She was still whistling herself back to familiar things as she ran lightly up the stairs; had warmed to a long final trill as she stood in the doorway. The girl looked up in amazement. She had been sitting there, elbows on her knees, face in her hands. It was hard to see what might have been seen in her face because at that moment the chief thing seen was astonishment. Katie slipped down among the pillows of the couch, an arm curled about her head. "Didn't know I could do that, did you?" she laughed. "Oh yes, I have several accomplishments. Whistling is perhaps the chiefest thereof. Then next I think would come golf. My game's not bad. Then there are a few wizardy things I do with a chafing dish, and lastly, and after all lastly should be firstly, is my genius for getting everything and everybody into a most hopeless mess."

The girl moved impatiently at first, as if determined not to be evaded by that light mood, but sight of Katie, lying there so much as a child would lie, seemed to suggest how truly Katie might have spoken and she was betrayed into the shadow of a smile.

"I suppose there has never been a human being as gifted in balling things up as I am," meditatively boasted Kate.

"Now here you are," she continued plaintively. "You want to go away. Well, of course, that's your affair. Why should you have to stay here—if you don't want to? But in the twenty-four hours you've been here I presume I've told twenty-four unnecessary lies to my brother. And if you do go away—as I admit you have a perfect right to do—it will put me in such a compromising position, because of those deathless lies that will trail me round through life that—oh, well," she concluded petulantly, "I suppose I'll just have to go away too."
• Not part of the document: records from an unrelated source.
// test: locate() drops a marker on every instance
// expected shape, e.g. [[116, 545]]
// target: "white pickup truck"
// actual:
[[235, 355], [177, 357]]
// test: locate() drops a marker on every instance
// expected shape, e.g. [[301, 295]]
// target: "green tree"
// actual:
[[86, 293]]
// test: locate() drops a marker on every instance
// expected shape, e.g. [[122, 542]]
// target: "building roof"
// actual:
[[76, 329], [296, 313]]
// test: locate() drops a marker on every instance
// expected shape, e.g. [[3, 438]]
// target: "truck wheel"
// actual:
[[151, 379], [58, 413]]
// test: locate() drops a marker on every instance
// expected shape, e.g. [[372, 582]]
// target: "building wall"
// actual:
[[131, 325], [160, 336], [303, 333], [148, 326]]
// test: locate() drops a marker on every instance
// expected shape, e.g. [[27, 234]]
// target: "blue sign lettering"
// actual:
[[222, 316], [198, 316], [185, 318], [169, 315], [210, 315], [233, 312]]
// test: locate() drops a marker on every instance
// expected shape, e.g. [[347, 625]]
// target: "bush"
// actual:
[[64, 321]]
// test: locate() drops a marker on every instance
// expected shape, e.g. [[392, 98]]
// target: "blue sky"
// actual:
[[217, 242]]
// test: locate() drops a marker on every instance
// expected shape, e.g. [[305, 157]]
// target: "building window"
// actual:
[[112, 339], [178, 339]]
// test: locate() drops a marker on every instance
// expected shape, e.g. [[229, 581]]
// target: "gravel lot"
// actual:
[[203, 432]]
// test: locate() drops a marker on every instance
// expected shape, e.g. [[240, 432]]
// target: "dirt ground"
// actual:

But the girl put it resolutely from her. A wave of sternness swept her face as she said, with a certain dignity that made Katie draw herself to a position more adapted to the contemplation of serious things: "That's all very well. Your pretending—trying to pretend—that I would be doing you a favor in staying. It is so—so clever. I mean so cleverly kind. But I can't help seeing through it, and I'm not going to accept hospitality I've no right to—stay here under false pretenses—pretend to be what I'm not—why what I couldn't even pretend to be!" she concluded with bitterness.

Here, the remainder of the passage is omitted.